Эпизод… Боже ты мой, как точно он попал, ведь тогда казалось, что это всего лишь эпизод. Почему бы не поухаживать. Все было так красиво, сплошная лирика. Но в глубине души он не верил своим чувствам, не верил ни себе, ни ей.

– …Ну согласен, вы любите, – испуганно поправился Романов, – но для меня тут вся жизнь. Работать не могу без нее. На улицу не хочу выходить. На солнце смотреть противно. Все противно. – Он закрыл лицо руками и заплакал.

Крылов отошел к окну.

«И я не могу без нее, и он не может без нее. Хороший художник или плохой – при чем тут это? Ему, пожалуй, хуже, у меня хоть есть работа».

Нога болела, Крылов незаметно ощупал колено, присел на стул. Романов торопливо утерся рукавом, подбежал к нему:

– Поезжайте к ней, уговорите ее вернуться. А? Она вас послушает. Любые ее условия приму. Помогите, миленький, вы один можете помочь.

Крылов отвернулся.

– Глупо, что я вас прошу? Я сам знаю, глупо и мерзко. Но мне все равно. Я сейчас на все согласен.

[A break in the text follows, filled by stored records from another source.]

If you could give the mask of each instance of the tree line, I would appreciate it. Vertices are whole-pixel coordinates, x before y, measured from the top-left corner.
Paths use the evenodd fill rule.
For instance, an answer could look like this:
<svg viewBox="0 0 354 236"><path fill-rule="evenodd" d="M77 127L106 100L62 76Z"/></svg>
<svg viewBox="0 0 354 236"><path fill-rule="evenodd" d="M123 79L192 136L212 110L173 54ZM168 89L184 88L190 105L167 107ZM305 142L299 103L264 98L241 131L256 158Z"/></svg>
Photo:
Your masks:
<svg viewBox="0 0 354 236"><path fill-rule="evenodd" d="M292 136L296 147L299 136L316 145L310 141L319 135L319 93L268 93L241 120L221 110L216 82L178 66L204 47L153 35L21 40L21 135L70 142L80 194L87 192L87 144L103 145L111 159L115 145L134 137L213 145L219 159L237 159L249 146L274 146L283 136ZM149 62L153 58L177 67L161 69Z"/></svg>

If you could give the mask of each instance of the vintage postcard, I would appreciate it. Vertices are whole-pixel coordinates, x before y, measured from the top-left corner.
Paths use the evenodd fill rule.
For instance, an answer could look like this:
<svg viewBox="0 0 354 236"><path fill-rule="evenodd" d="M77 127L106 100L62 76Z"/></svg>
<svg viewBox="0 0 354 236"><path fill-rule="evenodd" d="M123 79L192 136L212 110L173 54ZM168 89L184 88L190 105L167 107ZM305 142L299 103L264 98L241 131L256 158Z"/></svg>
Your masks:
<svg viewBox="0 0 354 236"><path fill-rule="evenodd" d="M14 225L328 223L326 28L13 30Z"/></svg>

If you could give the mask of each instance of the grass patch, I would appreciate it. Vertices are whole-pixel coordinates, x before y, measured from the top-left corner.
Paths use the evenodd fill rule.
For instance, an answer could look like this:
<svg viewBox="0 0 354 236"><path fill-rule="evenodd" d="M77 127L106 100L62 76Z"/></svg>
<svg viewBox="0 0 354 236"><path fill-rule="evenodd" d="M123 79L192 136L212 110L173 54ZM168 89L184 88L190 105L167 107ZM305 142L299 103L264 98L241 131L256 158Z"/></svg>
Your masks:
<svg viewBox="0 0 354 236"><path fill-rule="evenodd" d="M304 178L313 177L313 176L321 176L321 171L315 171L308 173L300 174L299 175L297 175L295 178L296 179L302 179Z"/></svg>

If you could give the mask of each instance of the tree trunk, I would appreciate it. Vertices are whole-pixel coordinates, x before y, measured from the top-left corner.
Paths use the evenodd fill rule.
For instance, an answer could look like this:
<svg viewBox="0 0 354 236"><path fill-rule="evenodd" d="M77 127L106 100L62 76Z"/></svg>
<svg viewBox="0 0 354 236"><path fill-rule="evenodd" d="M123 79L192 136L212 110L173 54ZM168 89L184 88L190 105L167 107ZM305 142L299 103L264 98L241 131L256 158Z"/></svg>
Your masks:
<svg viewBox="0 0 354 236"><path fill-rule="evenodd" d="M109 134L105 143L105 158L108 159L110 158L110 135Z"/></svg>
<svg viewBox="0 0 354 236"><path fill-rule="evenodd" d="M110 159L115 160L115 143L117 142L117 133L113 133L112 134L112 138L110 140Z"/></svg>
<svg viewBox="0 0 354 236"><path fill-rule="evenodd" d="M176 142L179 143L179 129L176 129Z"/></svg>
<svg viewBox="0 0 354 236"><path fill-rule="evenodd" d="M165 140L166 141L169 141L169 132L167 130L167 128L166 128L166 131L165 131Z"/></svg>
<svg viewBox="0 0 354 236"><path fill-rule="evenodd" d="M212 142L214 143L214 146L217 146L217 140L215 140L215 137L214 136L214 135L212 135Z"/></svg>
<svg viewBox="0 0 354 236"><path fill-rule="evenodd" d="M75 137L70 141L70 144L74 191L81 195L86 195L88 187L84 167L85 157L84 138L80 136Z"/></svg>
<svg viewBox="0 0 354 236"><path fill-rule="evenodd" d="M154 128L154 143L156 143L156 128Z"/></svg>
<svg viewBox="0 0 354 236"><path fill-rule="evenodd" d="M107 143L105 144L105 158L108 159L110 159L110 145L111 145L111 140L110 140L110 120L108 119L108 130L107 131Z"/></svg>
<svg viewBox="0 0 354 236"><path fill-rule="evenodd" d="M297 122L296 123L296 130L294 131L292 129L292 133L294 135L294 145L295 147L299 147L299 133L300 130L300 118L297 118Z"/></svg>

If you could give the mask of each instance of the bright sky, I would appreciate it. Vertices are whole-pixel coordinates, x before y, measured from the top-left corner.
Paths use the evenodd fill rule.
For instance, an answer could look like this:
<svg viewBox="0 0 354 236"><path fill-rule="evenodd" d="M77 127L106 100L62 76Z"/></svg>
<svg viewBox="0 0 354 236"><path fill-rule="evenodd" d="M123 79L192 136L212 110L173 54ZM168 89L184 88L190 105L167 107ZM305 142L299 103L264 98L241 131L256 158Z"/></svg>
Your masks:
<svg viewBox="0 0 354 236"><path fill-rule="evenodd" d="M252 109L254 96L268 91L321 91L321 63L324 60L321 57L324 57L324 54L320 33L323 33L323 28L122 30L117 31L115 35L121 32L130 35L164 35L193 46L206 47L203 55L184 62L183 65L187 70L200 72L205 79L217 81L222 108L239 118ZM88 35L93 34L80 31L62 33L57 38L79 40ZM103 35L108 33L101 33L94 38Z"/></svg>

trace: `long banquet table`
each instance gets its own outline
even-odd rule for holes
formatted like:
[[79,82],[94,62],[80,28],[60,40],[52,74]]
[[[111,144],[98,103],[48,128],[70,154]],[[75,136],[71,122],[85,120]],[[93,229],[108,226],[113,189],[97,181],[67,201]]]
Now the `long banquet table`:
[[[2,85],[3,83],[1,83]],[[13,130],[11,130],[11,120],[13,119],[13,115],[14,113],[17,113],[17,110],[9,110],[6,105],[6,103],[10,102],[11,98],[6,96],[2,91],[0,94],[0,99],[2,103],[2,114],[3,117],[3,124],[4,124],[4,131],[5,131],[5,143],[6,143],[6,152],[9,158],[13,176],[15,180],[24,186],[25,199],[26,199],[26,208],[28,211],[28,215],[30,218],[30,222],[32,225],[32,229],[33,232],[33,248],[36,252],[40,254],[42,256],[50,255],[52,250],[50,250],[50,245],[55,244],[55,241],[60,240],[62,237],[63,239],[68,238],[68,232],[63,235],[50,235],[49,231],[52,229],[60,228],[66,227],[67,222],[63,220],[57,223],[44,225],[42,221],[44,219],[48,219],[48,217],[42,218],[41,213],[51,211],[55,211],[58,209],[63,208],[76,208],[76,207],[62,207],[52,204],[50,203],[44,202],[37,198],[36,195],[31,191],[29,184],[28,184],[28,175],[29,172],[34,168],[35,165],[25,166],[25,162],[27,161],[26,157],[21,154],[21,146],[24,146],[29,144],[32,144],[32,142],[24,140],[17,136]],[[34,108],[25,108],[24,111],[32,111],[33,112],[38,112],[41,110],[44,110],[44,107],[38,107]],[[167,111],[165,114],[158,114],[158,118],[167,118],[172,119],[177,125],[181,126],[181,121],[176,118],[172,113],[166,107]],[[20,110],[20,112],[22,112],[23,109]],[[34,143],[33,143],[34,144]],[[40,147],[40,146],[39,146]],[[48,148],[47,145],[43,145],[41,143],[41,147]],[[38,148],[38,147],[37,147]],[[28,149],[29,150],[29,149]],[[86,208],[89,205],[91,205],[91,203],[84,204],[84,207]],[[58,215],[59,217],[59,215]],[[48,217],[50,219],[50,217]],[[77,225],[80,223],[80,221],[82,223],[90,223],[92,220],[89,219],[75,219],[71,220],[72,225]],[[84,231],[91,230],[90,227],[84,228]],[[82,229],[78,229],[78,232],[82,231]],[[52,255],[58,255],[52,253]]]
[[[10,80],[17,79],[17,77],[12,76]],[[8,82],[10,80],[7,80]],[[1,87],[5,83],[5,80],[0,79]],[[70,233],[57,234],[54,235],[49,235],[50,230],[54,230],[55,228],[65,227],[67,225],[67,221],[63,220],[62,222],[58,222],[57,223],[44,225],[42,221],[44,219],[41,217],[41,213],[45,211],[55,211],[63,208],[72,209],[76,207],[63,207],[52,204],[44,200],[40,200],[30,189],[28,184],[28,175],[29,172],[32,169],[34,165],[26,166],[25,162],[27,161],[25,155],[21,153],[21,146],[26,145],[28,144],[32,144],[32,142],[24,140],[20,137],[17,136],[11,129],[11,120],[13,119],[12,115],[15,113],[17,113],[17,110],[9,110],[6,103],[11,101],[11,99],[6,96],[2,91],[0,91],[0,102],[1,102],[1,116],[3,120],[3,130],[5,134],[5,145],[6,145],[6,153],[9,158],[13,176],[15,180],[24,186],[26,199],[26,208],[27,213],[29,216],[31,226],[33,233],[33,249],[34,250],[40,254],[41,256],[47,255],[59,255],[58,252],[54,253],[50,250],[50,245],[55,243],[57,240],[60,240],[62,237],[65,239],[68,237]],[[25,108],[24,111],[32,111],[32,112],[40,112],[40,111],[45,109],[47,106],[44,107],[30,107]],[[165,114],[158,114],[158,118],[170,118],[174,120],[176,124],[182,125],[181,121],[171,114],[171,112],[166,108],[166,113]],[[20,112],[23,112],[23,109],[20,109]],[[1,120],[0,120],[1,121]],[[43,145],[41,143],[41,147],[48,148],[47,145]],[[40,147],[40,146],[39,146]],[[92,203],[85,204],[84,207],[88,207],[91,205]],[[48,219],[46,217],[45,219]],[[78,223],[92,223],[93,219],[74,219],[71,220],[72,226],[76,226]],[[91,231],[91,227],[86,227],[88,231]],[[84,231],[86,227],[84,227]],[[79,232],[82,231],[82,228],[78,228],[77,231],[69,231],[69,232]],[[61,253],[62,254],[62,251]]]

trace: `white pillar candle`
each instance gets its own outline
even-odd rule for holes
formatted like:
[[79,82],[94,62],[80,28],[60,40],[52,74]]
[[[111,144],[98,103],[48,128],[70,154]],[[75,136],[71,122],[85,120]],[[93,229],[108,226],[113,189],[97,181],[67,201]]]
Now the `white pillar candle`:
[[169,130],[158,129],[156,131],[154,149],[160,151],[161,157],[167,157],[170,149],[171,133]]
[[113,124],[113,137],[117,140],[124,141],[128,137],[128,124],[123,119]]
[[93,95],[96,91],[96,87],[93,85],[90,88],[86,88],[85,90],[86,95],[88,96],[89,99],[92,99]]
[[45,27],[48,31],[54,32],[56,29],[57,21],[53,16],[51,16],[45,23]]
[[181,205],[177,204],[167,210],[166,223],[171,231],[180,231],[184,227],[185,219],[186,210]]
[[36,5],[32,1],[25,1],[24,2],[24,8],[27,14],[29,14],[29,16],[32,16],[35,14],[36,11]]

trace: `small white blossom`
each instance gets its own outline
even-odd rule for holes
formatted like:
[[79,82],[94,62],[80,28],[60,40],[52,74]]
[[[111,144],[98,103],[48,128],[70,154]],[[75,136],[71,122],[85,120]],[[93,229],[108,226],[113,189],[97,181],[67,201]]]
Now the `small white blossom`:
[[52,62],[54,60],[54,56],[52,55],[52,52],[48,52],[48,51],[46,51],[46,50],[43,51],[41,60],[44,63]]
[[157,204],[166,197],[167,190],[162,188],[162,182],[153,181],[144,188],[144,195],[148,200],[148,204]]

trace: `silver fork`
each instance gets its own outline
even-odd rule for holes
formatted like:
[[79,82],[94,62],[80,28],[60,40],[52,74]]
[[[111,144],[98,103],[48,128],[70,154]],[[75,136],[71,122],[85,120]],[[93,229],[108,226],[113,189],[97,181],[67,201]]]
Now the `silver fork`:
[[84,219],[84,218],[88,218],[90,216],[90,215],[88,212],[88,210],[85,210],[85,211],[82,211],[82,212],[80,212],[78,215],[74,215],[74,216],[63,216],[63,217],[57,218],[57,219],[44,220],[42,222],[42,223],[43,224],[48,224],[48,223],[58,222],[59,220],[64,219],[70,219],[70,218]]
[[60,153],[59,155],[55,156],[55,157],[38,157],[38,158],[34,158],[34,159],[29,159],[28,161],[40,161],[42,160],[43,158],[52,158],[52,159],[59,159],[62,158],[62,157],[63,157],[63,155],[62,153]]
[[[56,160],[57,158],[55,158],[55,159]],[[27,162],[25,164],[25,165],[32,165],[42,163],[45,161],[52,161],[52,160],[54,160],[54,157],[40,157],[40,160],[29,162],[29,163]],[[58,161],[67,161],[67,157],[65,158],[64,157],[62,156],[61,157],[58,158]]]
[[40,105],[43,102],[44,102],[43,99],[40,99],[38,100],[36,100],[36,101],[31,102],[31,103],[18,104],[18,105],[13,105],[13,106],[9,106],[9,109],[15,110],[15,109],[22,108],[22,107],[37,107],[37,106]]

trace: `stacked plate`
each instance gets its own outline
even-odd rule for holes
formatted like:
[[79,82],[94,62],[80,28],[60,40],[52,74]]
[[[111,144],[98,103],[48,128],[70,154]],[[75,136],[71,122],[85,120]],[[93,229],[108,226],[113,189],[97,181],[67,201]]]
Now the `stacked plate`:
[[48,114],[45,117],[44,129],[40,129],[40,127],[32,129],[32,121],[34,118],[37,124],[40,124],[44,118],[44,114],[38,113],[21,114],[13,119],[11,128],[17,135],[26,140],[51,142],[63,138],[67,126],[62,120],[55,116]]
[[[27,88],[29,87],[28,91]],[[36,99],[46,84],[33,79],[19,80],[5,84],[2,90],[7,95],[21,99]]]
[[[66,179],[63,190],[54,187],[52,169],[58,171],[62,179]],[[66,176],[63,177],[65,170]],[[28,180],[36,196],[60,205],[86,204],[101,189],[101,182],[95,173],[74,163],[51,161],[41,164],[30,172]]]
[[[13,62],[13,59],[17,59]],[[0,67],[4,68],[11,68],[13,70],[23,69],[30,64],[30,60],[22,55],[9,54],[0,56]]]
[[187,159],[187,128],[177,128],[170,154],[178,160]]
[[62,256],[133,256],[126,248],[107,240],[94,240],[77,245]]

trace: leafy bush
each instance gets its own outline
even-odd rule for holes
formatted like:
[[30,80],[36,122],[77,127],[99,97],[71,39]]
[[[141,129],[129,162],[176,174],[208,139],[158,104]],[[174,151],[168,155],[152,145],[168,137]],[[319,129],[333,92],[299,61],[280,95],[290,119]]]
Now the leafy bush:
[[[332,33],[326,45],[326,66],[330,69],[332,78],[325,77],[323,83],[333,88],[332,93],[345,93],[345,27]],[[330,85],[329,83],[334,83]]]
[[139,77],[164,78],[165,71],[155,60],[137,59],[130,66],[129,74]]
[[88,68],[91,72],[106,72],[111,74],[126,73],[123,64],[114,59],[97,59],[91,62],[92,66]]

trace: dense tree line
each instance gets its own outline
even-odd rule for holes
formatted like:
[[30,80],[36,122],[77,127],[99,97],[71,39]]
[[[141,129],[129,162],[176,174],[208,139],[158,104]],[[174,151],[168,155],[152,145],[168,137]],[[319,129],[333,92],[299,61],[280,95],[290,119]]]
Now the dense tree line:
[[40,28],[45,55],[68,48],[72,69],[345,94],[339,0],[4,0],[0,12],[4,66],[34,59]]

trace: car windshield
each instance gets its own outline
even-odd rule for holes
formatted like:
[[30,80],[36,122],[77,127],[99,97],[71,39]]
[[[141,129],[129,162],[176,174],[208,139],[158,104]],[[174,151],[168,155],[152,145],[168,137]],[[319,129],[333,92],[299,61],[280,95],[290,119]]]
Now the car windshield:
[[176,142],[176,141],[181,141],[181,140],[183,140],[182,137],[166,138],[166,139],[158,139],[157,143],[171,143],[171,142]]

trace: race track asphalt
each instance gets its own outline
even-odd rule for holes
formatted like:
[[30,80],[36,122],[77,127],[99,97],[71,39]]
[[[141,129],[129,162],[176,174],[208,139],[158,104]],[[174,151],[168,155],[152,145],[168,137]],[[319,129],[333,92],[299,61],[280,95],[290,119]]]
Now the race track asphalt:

– Хорошо, – сказал Крылов, – давайте ее адрес.

– Сейчас, сейчас, – заторопился Романов. – Вы обещаете? Честное слово? Хотите, я вам подарю любую картину. Просто так, на память. Вы не обижайтесь, не в уплату…

Он поспешно натягивал носки, искал туфли, предлагал поехать куда-то обедать, посмотреть город.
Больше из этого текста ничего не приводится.